Vernieuwen. Je moet blijven vernieuwen om aantrekkelijk te blijven voor klanten. Maar vernieuwen, is dat niet iets voor de start-ups in Sillicon Valley? Nee, dat denk ik niet. Op tal van plekken om mij heen zie ik innovatie ontstaan. In verpleeghuizen, in scholen, bij retailers. Hoe geef jij vorm aan vernieuwing in je werk of in je eigen onderneming?

Eureka
Sommige ondernemers vernieuwen het liefste zoals Willie Wortel dat doet. Afgezonderd in een schuurtje aan de rand van de stad. Ze worden verlicht door een lampje en bedenken dan opeens het gat in de markt: Eureka! Deze manier van vernieuwen is maar voor weinigen weggelegd. Over het algemeen ontstaat vernieuwing in gesprek. Door in contact te zijn met de mensen voor wie jij het allemaal doet, jouw publiek, jouw fans, jouw klanten. In gesprek zijn leidt tot nieuwe inzichten. Je kunt immers zelf niet bedenken wat je niet weet. Daar heb je anderen voor nodig.

Nieuwsgierig
Vernieuwen gebeurt ‘one conversation at a time’. Maar als dat gesprek dan zo belangrijk is, hoe moet je dat gesprek dan voeren? In ieder geval is het belangrijk om nieuwsgierig te zijn. In het beste geval kun je zelfs samen gaan ontwerpen. Ik zal je inzicht geven in een aantal fasen van gespreksvormen. Daarvoor neem ik je mee in een eenvoudig model van Jos Kessels: socratische gespreksvoering.
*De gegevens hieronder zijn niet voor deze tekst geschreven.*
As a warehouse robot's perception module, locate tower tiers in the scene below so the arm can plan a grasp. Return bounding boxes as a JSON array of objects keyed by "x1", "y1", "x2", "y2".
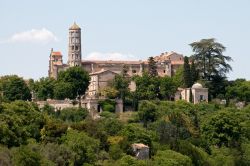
[{"x1": 68, "y1": 23, "x2": 82, "y2": 67}]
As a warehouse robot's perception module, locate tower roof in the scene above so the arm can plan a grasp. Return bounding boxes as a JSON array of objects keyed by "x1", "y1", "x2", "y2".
[
  {"x1": 69, "y1": 22, "x2": 81, "y2": 30},
  {"x1": 51, "y1": 51, "x2": 62, "y2": 56}
]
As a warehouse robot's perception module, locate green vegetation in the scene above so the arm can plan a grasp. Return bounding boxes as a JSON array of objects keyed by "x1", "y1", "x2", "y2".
[{"x1": 0, "y1": 39, "x2": 250, "y2": 166}]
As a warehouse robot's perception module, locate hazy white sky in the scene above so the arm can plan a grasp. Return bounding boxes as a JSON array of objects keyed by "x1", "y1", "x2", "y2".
[{"x1": 0, "y1": 0, "x2": 250, "y2": 80}]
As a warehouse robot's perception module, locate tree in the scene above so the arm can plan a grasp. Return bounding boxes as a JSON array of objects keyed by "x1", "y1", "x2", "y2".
[
  {"x1": 173, "y1": 66, "x2": 184, "y2": 87},
  {"x1": 58, "y1": 66, "x2": 90, "y2": 99},
  {"x1": 134, "y1": 72, "x2": 160, "y2": 100},
  {"x1": 183, "y1": 56, "x2": 192, "y2": 88},
  {"x1": 65, "y1": 129, "x2": 99, "y2": 165},
  {"x1": 190, "y1": 38, "x2": 232, "y2": 81},
  {"x1": 0, "y1": 101, "x2": 45, "y2": 147},
  {"x1": 58, "y1": 107, "x2": 88, "y2": 122},
  {"x1": 0, "y1": 75, "x2": 31, "y2": 101},
  {"x1": 112, "y1": 75, "x2": 129, "y2": 102},
  {"x1": 54, "y1": 81, "x2": 72, "y2": 100},
  {"x1": 160, "y1": 76, "x2": 177, "y2": 100},
  {"x1": 148, "y1": 57, "x2": 158, "y2": 77},
  {"x1": 13, "y1": 145, "x2": 42, "y2": 166},
  {"x1": 226, "y1": 79, "x2": 250, "y2": 102},
  {"x1": 138, "y1": 101, "x2": 157, "y2": 127},
  {"x1": 30, "y1": 77, "x2": 55, "y2": 100},
  {"x1": 190, "y1": 59, "x2": 199, "y2": 85},
  {"x1": 201, "y1": 111, "x2": 241, "y2": 147},
  {"x1": 153, "y1": 150, "x2": 192, "y2": 166}
]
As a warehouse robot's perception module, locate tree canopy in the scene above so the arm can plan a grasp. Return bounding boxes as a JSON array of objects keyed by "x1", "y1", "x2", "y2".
[{"x1": 0, "y1": 75, "x2": 31, "y2": 101}]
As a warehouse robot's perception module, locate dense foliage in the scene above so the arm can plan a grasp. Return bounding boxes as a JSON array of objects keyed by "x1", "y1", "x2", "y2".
[
  {"x1": 0, "y1": 75, "x2": 31, "y2": 101},
  {"x1": 0, "y1": 39, "x2": 250, "y2": 166},
  {"x1": 0, "y1": 100, "x2": 250, "y2": 166}
]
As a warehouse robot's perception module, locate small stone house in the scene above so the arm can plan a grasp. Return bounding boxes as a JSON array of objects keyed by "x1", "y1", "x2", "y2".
[
  {"x1": 132, "y1": 143, "x2": 149, "y2": 160},
  {"x1": 175, "y1": 83, "x2": 208, "y2": 104}
]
  1. Gesprek begint met conversatie
    Vaak beginnen gesprekken met koetjes en kalfjes. Bijvoorbeeld over de Amerikaanse verkiezingen. Of gewoon over de Indian Summer. Het is een fase die goed is om even aan elkaar te wennen. Even op elkaar af te stemmen. Het is ook een fase waarin je geen gekke dingen zegt. Je blijft als het ware bij elkaar. Het voelt als samen.
  2. Conversatie gaat over in discussie
    Dat verandert bij de volgende fase. Iemand neemt stelling in. Misschien over jouw product. Of over jouw dienst. Het bevalt hem niet. Of hij heeft wat kritiek. Daarmee distantieert de ander zich van jou in het gesprek. Hij weekt zich los uit de eenheid. Jullie hadden het samen zo gezellig en nu is die gezelligheid even voorbij. Het wordt op scherp gesteld.Nu kun je twee dingen doen. En hier is het de reactie, die het patroon creëert. Het eerste wat je kunt doen is om zelf stelling in te nemen. Dan beland je in een discussie. Met een moeilijk woord retorica genoemd. Dan neem jij ook standpunt in. Er ontstaat dan een duel over de waarheid. Of op zijn minst wie er gelijk heeft. Je kunt echter ook anders reageren, namelijk door het stellen van een vraag. Dan kom je in de fase van de dialoog.
  3. Van discussie naar dialoog
    In de dialoog zet je jouw eigen standpunt even aan de kant. Je gaat onderzoeken wat de ander beweegt om een bepaald standpunt in te nemen. Wat maakt dat hij kritiek heeft op jouw dienst? Waar komt dat vandaan? Je wordt nieuwsgierig en gaat je beoefenen in de kunst van de dialectica. Dat is best lastig. Vooral als iemand forse kritiek uit op wat voor jou zo belangrijk is. Het is echter wel effectief, omdat je meer te weten komt waar de kritiek vandaan komt. En daar ligt vaak waardevolle informatie om jouw dienst of product te gaan vernieuwen. Soms helpt het om te beseffen dat als je jouw standpunt niet verdedigd, dit niet betekent dat je dat meteen loslaat. Je kunt vinden wat je ervan vindt. En je tegelijkertijd verdiepen in het standpunt van de ander. Ook al is dat radicaal anders.
  4. Samen ontwerpen
    Als het je lukt om de kunst van het vragenstellen te beoefenen, kom je op een geven moment in een fase van samen ontwerpen. Dat is eigenlijk nieuw denken. Je bent dan in staat om bestaande kaders los te laten. Je houdt niet meer vast aan wat de een vindt of wat de ander vindt. Je maakt samen nieuwe referentiekaders. Door de grieken werd dit met een moeilijk woord ook wel de poëtica genoemd.